# Pink Convict Sexing???



## nyfan78 (Aug 8, 2009)

Hey all i have a3 tiny baby pink convicts. in a small 5 gal. I want to add them to my 55gal where i have 5 other 1- 1 1/2 inch reg convicts and they are all males. so i dont want any breeding going on id like to keep only males. that is why i need to know how to sex the pink cona! thanks all.

scott


----------



## imusuallyuseless (Dec 28, 2005)

U can sex pink cons the exact same way as regular color morph. Orange belly on females.


----------



## nyfan78 (Aug 8, 2009)

So the orange will be alot brighter then the body of the pink con?...


----------



## Diaster (Aug 17, 2009)

It will have a sort of metallic shine on that it make it sparkle. A female also a more circular profile than a male. Google image a female con should make it easy.


----------



## Riceburner (Sep 3, 2008)

Don't know about that. My male is much rounder than my female.

Male









Female


----------



## imusuallyuseless (Dec 28, 2005)

nyfan78 said:


> So the orange will be alot brighter then the body of the pink con?...

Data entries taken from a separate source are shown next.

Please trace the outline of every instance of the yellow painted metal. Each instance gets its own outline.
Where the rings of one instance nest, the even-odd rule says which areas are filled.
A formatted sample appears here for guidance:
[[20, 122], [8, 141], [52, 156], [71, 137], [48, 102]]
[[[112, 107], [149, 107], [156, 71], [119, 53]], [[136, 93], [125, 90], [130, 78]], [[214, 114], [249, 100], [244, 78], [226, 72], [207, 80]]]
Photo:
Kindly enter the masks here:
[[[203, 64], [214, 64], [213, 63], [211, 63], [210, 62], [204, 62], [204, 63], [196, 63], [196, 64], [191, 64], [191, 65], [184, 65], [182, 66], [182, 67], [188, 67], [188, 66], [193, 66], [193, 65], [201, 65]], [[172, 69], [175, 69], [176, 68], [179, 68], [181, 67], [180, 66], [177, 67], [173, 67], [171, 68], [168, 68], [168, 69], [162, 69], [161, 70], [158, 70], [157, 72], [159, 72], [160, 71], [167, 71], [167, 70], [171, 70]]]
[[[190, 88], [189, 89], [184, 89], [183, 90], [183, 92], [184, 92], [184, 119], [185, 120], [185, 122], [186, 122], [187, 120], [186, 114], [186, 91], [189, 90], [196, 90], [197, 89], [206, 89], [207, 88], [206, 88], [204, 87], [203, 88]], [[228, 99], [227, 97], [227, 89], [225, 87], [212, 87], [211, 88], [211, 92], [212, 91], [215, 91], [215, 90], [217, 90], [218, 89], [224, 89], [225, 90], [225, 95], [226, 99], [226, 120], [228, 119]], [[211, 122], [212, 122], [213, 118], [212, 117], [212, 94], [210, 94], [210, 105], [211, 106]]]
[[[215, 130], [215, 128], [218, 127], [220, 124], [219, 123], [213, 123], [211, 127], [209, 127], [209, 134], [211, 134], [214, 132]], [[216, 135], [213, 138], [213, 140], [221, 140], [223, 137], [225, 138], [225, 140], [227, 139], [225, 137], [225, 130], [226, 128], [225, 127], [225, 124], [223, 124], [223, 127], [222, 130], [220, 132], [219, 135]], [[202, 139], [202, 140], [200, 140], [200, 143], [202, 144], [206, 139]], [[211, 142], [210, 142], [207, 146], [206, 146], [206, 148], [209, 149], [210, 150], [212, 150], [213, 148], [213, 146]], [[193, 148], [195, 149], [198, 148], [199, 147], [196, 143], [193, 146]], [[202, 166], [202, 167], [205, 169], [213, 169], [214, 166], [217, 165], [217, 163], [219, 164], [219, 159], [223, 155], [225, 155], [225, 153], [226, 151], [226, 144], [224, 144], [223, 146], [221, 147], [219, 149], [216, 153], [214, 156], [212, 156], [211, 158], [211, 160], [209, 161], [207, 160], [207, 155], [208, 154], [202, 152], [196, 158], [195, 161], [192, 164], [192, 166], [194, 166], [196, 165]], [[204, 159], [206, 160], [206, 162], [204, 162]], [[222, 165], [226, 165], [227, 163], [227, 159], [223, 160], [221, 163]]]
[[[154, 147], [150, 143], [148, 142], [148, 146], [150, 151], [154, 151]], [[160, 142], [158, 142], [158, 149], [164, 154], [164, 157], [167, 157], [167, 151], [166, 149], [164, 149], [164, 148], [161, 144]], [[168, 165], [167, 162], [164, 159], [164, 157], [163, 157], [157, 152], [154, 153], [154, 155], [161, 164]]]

Yes it's not as big a contrast in colors as w/the regular colored cons, but it should still be fairly noticable seeing the orange on the belly, whereas the rest of the body will be pink.


----------



## MonteSS (Dec 8, 2008)

When you see the orange on the belly you will know it. Its pretty obvious.

Nice male Rice. One of the nicest i've seen.

...Bill


----------



## Riceburner (Sep 3, 2008)

Thanks. I always thought he was weird cause he's so round. I like him though, he's got character. The fry all look to be regular elongated like their mother.

Wonder if I can breed round Convicts to look like discus???? lol


----------



## MonteSS (Dec 8, 2008)

My female is pretty fat. Maybe we should get the two together 










....Bill


----------



## Riceburner (Sep 3, 2008)

now there's a long distance relationship. :lol: :lol: :lol:


----------